Of course, any “good day” is always ruined by SOMETHING. That’s par for the course in this post-adoption family. Daffy was getting ready to head to bed and I had just come upstairs to work. Suddenly I heard Tink SCREAMING. Apparently Daffy had picked up the cat. To most of you this probably seems like a harmless event, but given Daffy’s history of being abusive with animals she is allowed ZERO contact with the cat. She knows this. (In fact, Tink and I had been talking recently about how well Daffy had been doing with it. Sometimes Tink will watch Daffy when she is outside shooting hoops and even when the cat comes over to her, she had been simply walking away. Really impressive stuff, actually.) And then there was last night. Out of nowhere, she decides to pick up the cat. WHY? Why would she do this? My gut tells me that things were going too well. I think when Daffy feels happy here she feels disloyal to her birth mom. Maybe I’m way off, but I feel like that’s where her actions came from last night. Mickey was standing maybe 15 feet away during the whole thing and SAID NOTHING. I was FURIOUS! I think I was more mad at Mickey than Daffy at that point! Our family is already so divided because of Mickey’s lack of understanding of what really happens and to have him right there and then do and say nothing? I thought I would lose it. Mickey did begrudgingly give me some time to calm down and then we were able to talk about it later last night.
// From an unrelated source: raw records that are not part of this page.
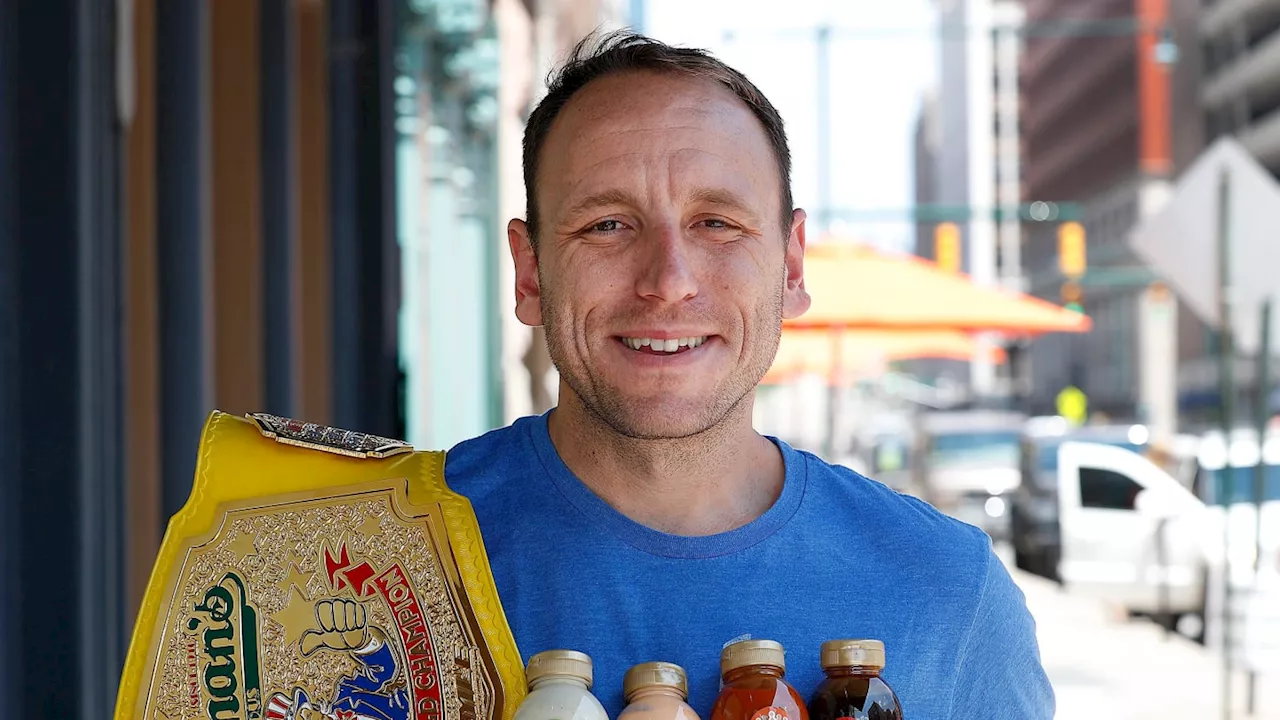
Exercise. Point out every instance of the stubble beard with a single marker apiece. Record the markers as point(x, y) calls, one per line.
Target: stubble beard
point(608, 405)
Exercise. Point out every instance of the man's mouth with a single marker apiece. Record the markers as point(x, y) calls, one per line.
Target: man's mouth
point(658, 346)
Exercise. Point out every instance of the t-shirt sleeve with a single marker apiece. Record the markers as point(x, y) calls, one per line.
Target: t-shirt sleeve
point(999, 669)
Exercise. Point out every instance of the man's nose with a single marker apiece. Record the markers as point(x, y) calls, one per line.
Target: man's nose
point(667, 270)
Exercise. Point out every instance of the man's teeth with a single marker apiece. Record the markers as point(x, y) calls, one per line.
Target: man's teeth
point(663, 345)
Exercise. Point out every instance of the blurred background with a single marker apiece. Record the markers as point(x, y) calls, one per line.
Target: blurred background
point(1043, 246)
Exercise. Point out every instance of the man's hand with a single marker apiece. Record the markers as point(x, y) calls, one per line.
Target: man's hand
point(342, 627)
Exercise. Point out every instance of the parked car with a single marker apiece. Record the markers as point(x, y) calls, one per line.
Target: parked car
point(967, 465)
point(1033, 506)
point(1137, 536)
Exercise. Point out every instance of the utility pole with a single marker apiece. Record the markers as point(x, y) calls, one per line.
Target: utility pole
point(823, 128)
point(1260, 470)
point(1226, 388)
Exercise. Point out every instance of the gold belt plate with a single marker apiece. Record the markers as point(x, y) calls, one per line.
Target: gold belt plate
point(307, 578)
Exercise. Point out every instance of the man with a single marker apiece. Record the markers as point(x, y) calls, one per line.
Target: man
point(644, 518)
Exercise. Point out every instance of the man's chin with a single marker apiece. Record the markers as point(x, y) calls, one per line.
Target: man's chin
point(662, 419)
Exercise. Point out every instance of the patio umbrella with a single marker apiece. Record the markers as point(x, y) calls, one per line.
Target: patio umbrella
point(858, 287)
point(822, 352)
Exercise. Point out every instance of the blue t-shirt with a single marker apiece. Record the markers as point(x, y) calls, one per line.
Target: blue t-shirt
point(836, 556)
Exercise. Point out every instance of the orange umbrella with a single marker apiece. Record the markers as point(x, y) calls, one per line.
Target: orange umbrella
point(858, 287)
point(832, 354)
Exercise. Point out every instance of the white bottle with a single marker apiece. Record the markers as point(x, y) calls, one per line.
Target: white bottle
point(560, 688)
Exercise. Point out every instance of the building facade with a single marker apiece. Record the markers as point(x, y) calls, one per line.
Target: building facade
point(1100, 100)
point(1240, 55)
point(284, 205)
point(968, 158)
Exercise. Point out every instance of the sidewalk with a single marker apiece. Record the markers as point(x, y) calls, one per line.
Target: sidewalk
point(1105, 665)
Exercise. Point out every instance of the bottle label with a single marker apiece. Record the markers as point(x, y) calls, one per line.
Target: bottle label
point(772, 712)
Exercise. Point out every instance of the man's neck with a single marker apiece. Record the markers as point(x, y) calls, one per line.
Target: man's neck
point(708, 483)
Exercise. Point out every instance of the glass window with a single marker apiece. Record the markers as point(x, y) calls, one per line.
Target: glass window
point(993, 447)
point(1107, 490)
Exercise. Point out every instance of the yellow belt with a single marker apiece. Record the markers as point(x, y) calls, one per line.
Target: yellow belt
point(319, 573)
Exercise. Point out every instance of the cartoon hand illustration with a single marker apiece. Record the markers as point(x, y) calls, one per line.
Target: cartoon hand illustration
point(342, 625)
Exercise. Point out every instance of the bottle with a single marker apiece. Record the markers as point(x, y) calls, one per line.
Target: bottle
point(853, 688)
point(753, 687)
point(657, 691)
point(560, 688)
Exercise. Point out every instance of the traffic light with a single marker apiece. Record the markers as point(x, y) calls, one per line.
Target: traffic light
point(946, 246)
point(1073, 296)
point(1070, 250)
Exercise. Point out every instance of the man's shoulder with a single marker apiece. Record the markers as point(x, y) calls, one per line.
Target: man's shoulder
point(481, 464)
point(899, 524)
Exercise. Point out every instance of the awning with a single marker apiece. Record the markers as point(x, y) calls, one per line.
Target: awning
point(856, 287)
point(832, 354)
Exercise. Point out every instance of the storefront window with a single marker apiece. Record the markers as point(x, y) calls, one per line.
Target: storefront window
point(447, 110)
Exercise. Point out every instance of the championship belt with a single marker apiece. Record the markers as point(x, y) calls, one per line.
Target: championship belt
point(318, 573)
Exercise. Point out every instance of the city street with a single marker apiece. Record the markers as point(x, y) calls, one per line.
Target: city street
point(1106, 665)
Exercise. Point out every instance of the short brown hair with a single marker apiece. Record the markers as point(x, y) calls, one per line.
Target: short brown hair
point(600, 55)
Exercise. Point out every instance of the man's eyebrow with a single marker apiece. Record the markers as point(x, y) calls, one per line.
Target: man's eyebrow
point(602, 199)
point(726, 199)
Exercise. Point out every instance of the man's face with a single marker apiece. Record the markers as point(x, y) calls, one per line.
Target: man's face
point(662, 272)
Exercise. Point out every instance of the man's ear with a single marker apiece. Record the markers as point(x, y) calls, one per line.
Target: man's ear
point(529, 295)
point(795, 297)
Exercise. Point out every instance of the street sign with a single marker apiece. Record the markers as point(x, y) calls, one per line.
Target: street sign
point(1180, 240)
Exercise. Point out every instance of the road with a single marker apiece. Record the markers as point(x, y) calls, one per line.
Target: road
point(1106, 665)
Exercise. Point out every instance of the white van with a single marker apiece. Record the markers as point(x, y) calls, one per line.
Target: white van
point(1118, 506)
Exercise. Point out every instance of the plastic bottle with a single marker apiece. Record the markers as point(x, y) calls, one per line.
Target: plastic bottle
point(560, 688)
point(754, 687)
point(853, 688)
point(657, 691)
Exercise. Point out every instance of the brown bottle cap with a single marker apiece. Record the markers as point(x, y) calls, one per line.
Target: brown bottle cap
point(848, 654)
point(560, 662)
point(656, 675)
point(753, 652)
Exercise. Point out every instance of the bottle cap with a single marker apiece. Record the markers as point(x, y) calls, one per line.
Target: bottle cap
point(753, 652)
point(560, 662)
point(656, 675)
point(848, 654)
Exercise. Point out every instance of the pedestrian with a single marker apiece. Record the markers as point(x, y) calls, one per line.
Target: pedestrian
point(644, 518)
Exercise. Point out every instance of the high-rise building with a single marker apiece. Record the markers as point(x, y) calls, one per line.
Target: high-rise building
point(1100, 92)
point(1240, 54)
point(968, 150)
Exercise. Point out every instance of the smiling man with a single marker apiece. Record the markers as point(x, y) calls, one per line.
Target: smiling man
point(644, 518)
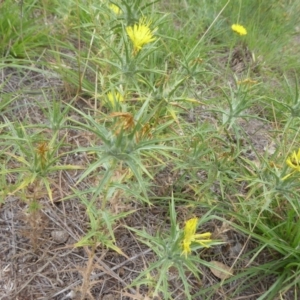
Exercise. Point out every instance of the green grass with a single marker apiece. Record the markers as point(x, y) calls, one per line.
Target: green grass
point(213, 115)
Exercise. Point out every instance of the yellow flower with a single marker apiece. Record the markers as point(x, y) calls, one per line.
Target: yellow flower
point(140, 34)
point(190, 236)
point(293, 161)
point(241, 30)
point(115, 9)
point(114, 97)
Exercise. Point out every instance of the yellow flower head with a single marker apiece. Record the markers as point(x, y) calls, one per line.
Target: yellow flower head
point(190, 236)
point(293, 161)
point(140, 34)
point(241, 30)
point(115, 9)
point(114, 97)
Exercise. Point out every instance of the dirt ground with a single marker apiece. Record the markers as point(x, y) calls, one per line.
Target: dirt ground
point(38, 259)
He seems to KNOW he needs to address things as they happen and follow through with consequences, but just doesn’t know how to do it. It’s just not him. He hates anything that even LOOKS like confrontation. He doesn’t want the kids to be mad at him. This worked “ok” for our bio kids, but this does not work for the adopted one. We have heard a million times over how adopted kids NEED consistency. The worker will be back on Monday and we will be working on a concrete rule and consequences list. I’m hoping this will be beneficial to all of us. Mickey won’t have to try to figure out an appropriate consequence to any given infraction of the rules and the kids will know what to expect each and every time. I hope that this will also lessen Daffy’s hostility towards me in that I won’t always have to be the “bad guy.” The rules and consequences will be things we ALL agreed on, thus not just about me being the parent.
So, despite the bad ending to the night, I still feel more hopeful today than I did Tuesday. Several of my friends asked if I wanted them to take Daffy for the weekend and I declined. While I do need a break now and then, I want those breaks to be scheduled rather than used in crisis. (Daffy is going away next weekend because I will be traveling.) I worry that Daffy will feel punished and I don’t think that’s helpful. And yes, it startled me just as much as you that I was that concerned about Daffy’s feelings. I thought I had stopped caring at all when survival became the focus, but maybe there is still something there and, maybe with time, those feelings can grow again.
Incidentally, tomorrow marks TWO YEARS since the day we first met Daffy! I want that feeling back.